In addition to modeling industry traffic through creation of waybills, and then creating an “operating matrix” of car flows, one needs also to know what the consist of each mainline train should be. I have already discussed my waybill system in a series of posts with “Waybills” as titles, and will postpone to a future post the question of devising a realistic model version of car flows. This post is about train consists.
Now of course I don't mean the exact consists, both because we don’t have remotely the prototype information, and also because the train naturally is different every time it runs. What I mean is, what pattern should it fulfill? Should the Guadalupe local, for example, be half empty reefers outbound and half loaded ones inbound? or maybe three-fourths? or one-fourth?
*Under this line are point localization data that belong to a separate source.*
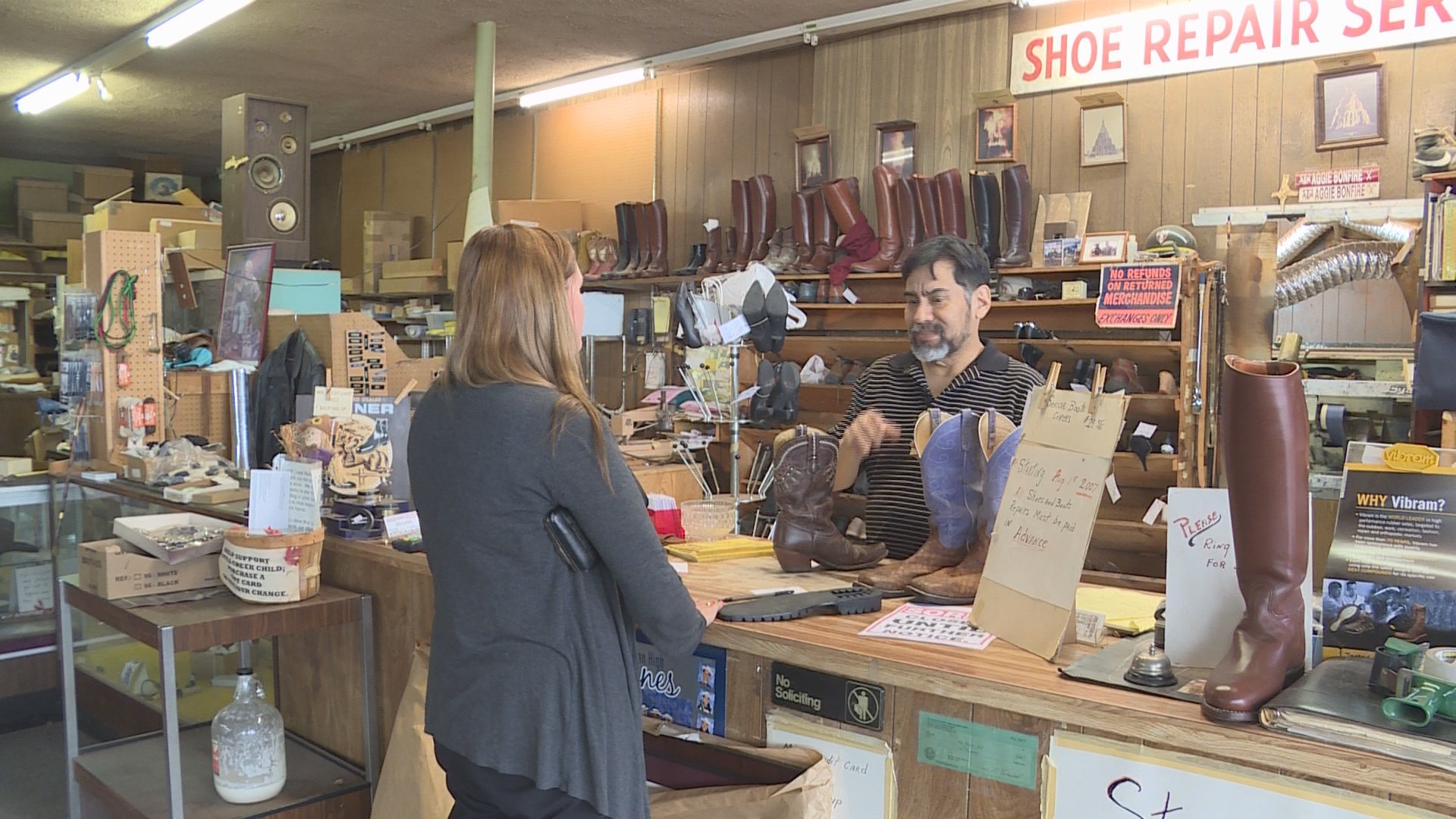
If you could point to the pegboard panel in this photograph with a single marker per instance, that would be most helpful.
(200, 406)
(139, 254)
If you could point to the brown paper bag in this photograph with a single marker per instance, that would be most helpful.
(411, 783)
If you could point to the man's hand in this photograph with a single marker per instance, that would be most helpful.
(870, 430)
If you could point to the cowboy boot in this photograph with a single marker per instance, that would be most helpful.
(695, 260)
(764, 203)
(823, 228)
(951, 521)
(804, 490)
(890, 238)
(730, 251)
(986, 210)
(909, 219)
(949, 196)
(802, 212)
(712, 253)
(1017, 188)
(1267, 464)
(626, 240)
(740, 219)
(957, 585)
(657, 238)
(843, 205)
(929, 206)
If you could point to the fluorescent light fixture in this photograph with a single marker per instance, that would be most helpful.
(53, 93)
(584, 86)
(191, 20)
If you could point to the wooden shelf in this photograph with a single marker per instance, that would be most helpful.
(1047, 303)
(130, 776)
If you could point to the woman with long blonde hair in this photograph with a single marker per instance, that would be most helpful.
(535, 701)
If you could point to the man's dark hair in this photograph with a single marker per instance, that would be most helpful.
(968, 261)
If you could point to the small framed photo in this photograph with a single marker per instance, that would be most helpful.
(811, 162)
(1104, 248)
(242, 325)
(996, 133)
(1350, 108)
(896, 146)
(1104, 134)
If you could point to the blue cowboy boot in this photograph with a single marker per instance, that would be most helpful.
(986, 483)
(951, 521)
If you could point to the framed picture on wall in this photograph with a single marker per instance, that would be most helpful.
(1104, 134)
(243, 321)
(996, 133)
(811, 162)
(1350, 108)
(896, 146)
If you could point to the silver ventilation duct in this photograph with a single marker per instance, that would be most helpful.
(1351, 261)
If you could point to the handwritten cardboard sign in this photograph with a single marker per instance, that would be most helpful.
(1139, 297)
(1030, 586)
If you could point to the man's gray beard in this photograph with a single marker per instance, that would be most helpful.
(929, 353)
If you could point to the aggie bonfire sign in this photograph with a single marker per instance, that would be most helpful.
(1218, 34)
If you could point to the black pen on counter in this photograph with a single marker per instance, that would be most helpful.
(780, 594)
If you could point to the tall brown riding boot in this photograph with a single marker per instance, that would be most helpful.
(657, 240)
(762, 215)
(986, 196)
(714, 256)
(1017, 188)
(823, 228)
(929, 207)
(889, 215)
(804, 490)
(740, 219)
(730, 251)
(909, 209)
(1266, 455)
(802, 212)
(949, 196)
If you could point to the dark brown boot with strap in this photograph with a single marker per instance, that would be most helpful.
(804, 490)
(1266, 430)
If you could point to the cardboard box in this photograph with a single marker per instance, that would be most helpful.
(552, 215)
(201, 238)
(39, 194)
(74, 261)
(137, 216)
(453, 251)
(414, 268)
(388, 238)
(95, 183)
(114, 569)
(50, 229)
(354, 347)
(413, 284)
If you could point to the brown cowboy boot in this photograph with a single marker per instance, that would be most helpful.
(804, 488)
(1267, 461)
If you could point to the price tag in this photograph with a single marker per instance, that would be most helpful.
(1090, 627)
(1111, 488)
(734, 330)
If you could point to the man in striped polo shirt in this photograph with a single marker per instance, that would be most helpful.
(946, 284)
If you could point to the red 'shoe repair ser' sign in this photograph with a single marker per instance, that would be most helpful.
(1204, 36)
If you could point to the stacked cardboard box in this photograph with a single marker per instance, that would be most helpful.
(388, 238)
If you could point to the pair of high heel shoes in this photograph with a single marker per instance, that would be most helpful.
(778, 397)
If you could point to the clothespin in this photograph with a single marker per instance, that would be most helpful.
(1053, 376)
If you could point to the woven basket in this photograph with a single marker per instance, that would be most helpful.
(303, 550)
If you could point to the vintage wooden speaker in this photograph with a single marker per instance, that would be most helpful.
(265, 175)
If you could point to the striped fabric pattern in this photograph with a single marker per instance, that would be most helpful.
(896, 385)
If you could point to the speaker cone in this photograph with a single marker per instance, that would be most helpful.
(267, 174)
(283, 216)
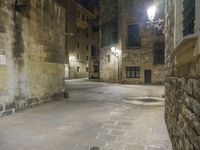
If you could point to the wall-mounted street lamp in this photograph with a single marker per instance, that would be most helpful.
(20, 5)
(158, 24)
(114, 52)
(72, 58)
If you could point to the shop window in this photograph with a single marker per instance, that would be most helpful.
(133, 72)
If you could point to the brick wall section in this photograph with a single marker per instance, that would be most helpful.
(34, 47)
(182, 94)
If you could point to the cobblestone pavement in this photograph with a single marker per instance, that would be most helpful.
(94, 115)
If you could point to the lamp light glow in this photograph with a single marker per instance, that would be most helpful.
(151, 12)
(113, 49)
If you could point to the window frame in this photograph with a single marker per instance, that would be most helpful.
(130, 43)
(133, 71)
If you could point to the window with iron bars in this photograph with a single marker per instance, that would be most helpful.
(188, 16)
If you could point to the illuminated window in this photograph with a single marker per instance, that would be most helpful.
(132, 72)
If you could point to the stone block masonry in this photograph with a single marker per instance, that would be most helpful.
(32, 40)
(182, 88)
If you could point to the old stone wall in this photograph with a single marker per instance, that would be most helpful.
(34, 47)
(110, 36)
(128, 13)
(79, 39)
(182, 91)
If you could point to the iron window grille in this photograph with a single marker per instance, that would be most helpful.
(132, 72)
(188, 16)
(134, 39)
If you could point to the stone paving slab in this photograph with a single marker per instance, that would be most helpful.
(94, 116)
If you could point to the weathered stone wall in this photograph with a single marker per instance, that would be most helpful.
(130, 12)
(110, 71)
(142, 56)
(34, 47)
(182, 91)
(79, 40)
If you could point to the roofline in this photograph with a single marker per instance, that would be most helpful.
(84, 9)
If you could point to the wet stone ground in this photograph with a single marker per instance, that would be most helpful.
(95, 117)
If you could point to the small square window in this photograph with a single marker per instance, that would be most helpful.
(132, 72)
(83, 17)
(78, 56)
(108, 58)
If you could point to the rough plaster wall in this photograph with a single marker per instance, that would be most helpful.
(34, 47)
(182, 93)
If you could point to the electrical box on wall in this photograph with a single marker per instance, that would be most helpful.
(2, 59)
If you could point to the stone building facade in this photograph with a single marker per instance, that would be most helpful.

Naturally it carries interchange to and from the Santa Maria Valley Railroad, but also serves packing houses along the SP at Oceano, Shumala and Guadalupe. (The locale of my layout, including a map, was presented in a previous post, at: http://modelingthesp.blogspot.com/2011/01/layout-design-locale.html.) How is the consist of this local train balanced?
The same question can be asked about mainline manifest and ordinary freights, and about the Surf turn. But again, in the absence of prototype conductor’s books or consist sheets, we have to make reasonable assumptions.
For Guadalupe, I can start by assuming a maximum of one-third Santa Maria Valley (SMV) cars, which would mean up to three cars in each train. If there’s another third of the train for Guadalupe itself, mostly reefers for the packing houses there, the balance could come to Shumala. So with these assumptions, we’d expect a couple or three cars arriving in the local each time at Shumala, and the remaining waybills would be for Guadalupe or the SMV. I have created some Guadalupe bills, which look like this (I expect that I will need more of these):
Just to be clear, this is an off-layout destination, but needs to be covered because the cars will be in the consist of the local that works my branch line junction, Shumala. Betteravia, for those who don’t know, is on the SMV and cars destined there would be interchanged at Guadalupe.
I have also created some Empty Car Bills for cars destined to the SMV. Empties coming from the SMV would get SP Empty Car Bills at Guadalupe, since the Empty bills are issued by each railroad over which the car moves. Here’s an example of an empty destined for the SMV:
Next I need to plan the through trains, although they will only pass by Shumala, not doing any work there. From the prototype 1953 timetable, one expects the following through trains in daylight hours (I don’t plan night operation): the “LA Manifest” as Train 914, departing San Luis Obispo (SLO) at 10:15 AM and passing Shumala at 10:48 AM en route to Los Angeles; the westward “Golden Gate Manifest” (GGM), passing Shumala at 8:32 AM and arriving SLO at 9:10 AM. In addition, drag freight 913 should pass Shumala at 2:05 PM and arrive SLO at 2:40 PM.
For more about these trains, see my prior post (at: http://modelingthesp.blogspot.com/2011/01/modeling-freight-traffic-coast-line.html). Contents of the trains naturally varied, but manifests would have few or no empty open-top cars, for example, while drag freights could well have those empties, while having few if any “hot” cars like auto parts or perishables.
And it’s important to emphasize that SP certainly did not adhere very rigorously to freight schedules. They were more of a guideline than a requirement, even for manifest trains. So my timing of through freights need not follow the timetable, and indeed will be more realistic if it does not follow it closely.
Passenger trains, on the other hand, were a priority on the Coast Line, as it was a faster route between Los Angeles and San Francisco, and accordingly hosted the premier trains, the Daylight during the day, and the Lark overnight. The daytime schedule includes No. 71 west (the mail train), passing Shumala at 8:27 AM (just ahead of the GGM) and No. 72 eastward, passing Shumala at 9:17 AM en route to LA. The mail train typically was all head-end equipment except for a single rider coach. On occasion, the mail train may pick up express reefers at Shumala, so the schedule here may be relevant in some seasons.
The Daylight schedule shows No. 99 westward through Shumala about 12:25 PM. Likely I will only operate a single Daylight train (though of course No. 98 should appear a few hours later in the opposite direction), because of staging and equipment limitations.
This is the state of my train design to this point. As I gain more experience with all these trains, I expect to offer future posts to describe changes.